And then the colours come and go. The black of Boyd's ice skates as Boyd grins and ties the laces and steps out onto the ice. The lime green and white of Scott's bike as he drives around the empty parking lot Isaac behind him laughing and yelling. The maroon of Isaac's scarf as wraps around it his neck before going to school. The white of Jackson's lacrosse stick as he plays a match with Isaac, Stiles, Boyd, and Scott in the back of the old Hale house.
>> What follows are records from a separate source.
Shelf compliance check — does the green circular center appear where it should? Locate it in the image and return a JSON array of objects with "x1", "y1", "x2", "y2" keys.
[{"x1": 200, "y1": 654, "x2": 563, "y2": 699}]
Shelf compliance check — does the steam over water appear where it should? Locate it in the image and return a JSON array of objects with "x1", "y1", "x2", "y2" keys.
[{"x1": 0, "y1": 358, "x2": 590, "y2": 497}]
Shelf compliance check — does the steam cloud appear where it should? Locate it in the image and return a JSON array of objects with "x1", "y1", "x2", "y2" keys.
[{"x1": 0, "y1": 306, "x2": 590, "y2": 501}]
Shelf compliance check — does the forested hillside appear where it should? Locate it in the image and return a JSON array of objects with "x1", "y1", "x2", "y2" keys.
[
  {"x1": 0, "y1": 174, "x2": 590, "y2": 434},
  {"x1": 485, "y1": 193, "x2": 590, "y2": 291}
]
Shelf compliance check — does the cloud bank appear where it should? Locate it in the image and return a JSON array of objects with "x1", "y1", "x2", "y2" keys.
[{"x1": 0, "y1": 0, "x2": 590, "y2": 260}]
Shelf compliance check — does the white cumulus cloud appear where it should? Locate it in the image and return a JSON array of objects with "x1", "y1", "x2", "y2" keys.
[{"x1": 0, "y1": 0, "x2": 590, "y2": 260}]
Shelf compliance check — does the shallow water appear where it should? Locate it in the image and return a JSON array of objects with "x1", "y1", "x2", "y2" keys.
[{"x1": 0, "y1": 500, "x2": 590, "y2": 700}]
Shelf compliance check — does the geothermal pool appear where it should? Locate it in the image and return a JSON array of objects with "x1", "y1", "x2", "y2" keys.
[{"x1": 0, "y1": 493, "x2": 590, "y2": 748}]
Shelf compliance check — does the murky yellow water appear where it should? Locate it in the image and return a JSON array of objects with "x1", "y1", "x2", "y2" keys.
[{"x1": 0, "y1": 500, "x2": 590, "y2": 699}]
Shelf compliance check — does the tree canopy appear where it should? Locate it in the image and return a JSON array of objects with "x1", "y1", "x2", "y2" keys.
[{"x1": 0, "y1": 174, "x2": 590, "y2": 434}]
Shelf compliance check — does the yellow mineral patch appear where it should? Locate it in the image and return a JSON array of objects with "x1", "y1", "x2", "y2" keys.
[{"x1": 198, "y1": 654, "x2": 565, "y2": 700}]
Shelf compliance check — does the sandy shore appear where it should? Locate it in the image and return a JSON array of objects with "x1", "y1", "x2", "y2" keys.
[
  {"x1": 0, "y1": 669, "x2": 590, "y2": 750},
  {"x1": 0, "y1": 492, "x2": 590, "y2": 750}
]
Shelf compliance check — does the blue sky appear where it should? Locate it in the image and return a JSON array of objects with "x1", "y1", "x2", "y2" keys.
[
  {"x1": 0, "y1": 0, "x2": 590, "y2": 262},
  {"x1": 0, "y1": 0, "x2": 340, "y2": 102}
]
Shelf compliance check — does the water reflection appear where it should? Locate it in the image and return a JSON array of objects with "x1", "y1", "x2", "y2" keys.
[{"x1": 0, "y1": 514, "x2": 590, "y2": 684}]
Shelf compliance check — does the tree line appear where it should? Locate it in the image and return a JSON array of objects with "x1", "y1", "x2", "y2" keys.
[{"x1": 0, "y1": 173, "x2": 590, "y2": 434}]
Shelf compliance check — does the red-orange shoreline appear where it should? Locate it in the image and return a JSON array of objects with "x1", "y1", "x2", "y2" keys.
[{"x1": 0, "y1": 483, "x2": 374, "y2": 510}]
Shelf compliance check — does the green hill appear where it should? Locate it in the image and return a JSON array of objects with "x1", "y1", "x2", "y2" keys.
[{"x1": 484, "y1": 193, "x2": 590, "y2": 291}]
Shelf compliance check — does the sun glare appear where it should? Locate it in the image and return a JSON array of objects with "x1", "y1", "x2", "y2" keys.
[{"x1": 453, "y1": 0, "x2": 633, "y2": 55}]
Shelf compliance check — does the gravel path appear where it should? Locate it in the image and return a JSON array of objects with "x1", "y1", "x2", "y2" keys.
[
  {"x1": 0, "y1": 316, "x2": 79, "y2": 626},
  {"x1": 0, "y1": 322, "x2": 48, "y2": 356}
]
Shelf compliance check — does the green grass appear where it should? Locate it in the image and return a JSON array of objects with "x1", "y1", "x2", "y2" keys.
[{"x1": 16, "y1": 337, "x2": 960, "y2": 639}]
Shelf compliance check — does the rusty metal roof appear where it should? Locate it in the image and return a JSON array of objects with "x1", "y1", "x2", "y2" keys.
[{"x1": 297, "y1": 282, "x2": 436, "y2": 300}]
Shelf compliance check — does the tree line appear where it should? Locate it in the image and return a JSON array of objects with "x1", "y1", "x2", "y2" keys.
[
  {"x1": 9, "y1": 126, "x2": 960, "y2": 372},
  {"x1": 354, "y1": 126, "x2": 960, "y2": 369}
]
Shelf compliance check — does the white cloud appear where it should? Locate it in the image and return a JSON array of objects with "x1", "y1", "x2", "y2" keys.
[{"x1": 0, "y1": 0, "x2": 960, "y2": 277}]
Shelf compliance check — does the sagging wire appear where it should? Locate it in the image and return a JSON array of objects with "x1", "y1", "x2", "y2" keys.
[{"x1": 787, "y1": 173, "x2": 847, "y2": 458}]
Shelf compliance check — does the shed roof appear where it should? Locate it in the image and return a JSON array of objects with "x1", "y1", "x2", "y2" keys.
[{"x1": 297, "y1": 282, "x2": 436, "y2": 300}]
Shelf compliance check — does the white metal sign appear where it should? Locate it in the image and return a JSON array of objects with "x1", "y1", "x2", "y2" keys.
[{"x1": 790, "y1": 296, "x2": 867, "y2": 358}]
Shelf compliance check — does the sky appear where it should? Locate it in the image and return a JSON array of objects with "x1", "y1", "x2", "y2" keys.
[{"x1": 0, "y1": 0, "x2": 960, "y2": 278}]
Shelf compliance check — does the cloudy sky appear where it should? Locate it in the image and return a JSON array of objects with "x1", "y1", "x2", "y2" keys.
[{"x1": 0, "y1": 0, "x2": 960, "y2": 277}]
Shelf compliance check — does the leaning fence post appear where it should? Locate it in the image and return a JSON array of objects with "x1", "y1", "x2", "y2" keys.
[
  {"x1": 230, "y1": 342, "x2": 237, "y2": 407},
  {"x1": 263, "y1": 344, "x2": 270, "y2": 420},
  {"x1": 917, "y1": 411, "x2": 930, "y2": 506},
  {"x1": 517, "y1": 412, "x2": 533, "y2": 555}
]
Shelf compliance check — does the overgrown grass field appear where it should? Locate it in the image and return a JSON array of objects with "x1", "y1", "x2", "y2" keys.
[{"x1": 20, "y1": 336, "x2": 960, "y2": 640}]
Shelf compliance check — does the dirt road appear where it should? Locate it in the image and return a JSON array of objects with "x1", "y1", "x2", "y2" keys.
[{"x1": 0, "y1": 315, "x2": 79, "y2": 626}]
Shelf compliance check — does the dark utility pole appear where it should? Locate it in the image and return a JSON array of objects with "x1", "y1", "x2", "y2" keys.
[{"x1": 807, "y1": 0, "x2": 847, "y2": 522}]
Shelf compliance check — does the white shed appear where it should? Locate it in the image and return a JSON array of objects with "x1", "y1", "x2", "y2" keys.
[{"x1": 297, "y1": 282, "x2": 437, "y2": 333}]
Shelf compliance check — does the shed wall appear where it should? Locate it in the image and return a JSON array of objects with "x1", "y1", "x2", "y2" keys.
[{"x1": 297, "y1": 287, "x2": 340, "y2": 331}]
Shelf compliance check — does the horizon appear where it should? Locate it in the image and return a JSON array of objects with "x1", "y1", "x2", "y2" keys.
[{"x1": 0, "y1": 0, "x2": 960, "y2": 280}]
The silver of Allison's arrow tips as she releases them and they hit the bull's-eyes. The pink of Lydia's lipstick cap she leaves on the porch trying to get her compact mirror back from Erica. The dark blue of Melissa's scrubs as he brings her a coffee and muffin to thank her always dealing with their brand of supernatural shit, she snorts and takes a long drink and tells him to drive safe. The red of the apple Erica throws up in the air trying to hit Stiles's in the face from his perch in the tree to get him down. The white cuffs of Deaton's lab coat as he reads over a dust eaten tomb trying to find the answer to why half of Beacon Hills is in slumbering away. The gold of the sheriff's badge as he bends down to pick it out of the mud and wipe it clean against his trousers. The silver of Peter's laptop as he slams it closed and gets up and paces away kicking up soot and leaves.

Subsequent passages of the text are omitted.